The rate of effusion of a particular gas was measured and found to be 23.0 mL/min. Under the same conditions, the rate of effusion of pure methane (CH4) gas is 46.2 mL/min. What is the molar mass of the unknown gas?
(rateunk/rateCH4) = sqrt(molar mass CH4/molar mass unknown)
To find the molar mass of the unknown gas, we can use Graham's law of effusion. According to Graham's law, the rate of effusion of a gas is inversely proportional to the square root of its molar mass.
First, let's define the variables:
- r1 is the rate of effusion of the unknown gas (23.0 mL/min)
- r2 is the rate of effusion of pure methane gas (46.2 mL/min)
- M1 is the molar mass of the unknown gas (what we want to find)
- M2 is the molar mass of methane gas (16.04 g/mol)
Graham's law can be written as:
(r1 / r2) = √(M2 / M1)
Rearranging the equation, we can solve for M1:
M1 = M2 * (r2 / r1)^2
Plugging in the values we know:
M1 = 16.04 g/mol * (46.2 mL/min / 23.0 mL/min)^2
Let's calculate that:
M1 = 16.04 g/mol * (2)^2
M1 = 16.04 g/mol * 4
M1 = 64.16 g/mol
Therefore, the molar mass of the unknown gas is approximately 64.16 g/mol.
To find the molar mass of the unknown gas, we can use Graham's law of effusion, which states that the rate of effusion of a gas is inversely proportional to the square root of its molar mass.

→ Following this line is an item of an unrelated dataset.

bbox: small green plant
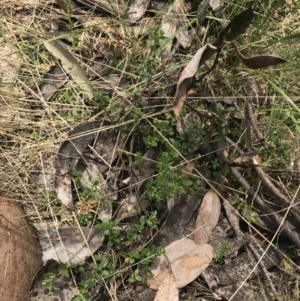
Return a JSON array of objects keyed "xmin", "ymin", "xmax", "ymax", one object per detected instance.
[{"xmin": 211, "ymin": 242, "xmax": 229, "ymax": 265}]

Let's assume the molar mass of the unknown gas is M.
Now, we can set up a proportion using the rates of effusion:
(rate of unknown gas) / (rate of CH4) = sqrt(Molar mass of CH4) / sqrt(M)

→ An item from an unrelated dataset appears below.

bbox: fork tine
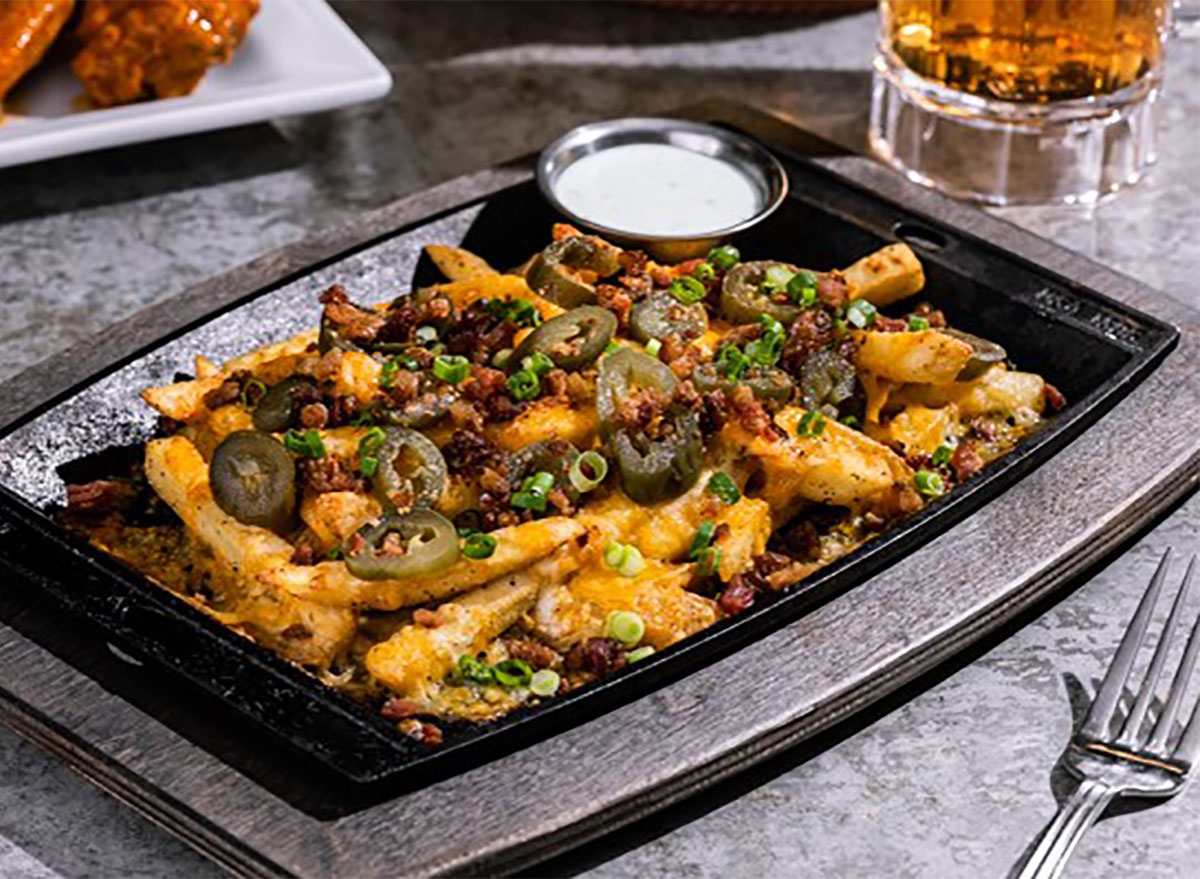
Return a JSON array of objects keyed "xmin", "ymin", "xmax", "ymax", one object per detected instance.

23.0 mL/min / 46.2 mL/min = sqrt(16.04 g/mol) / sqrt(M)
Simplifying the left side of the equation:
0.4989 = sqrt(16.04) / sqrt(M)
Now, let's square both sides of the equation:
0.4989^2 = (sqrt(16.04))^2 / M
0.2489 = 16.04 / M
Cross-multiply:
M * 0.2489 = 16.04
Now, isolate M:
M = 16.04 / 0.2489
M ≈ 64.44 g/mol
Therefore, the molar mass of the unknown gas is approximately 64.44 g/mol.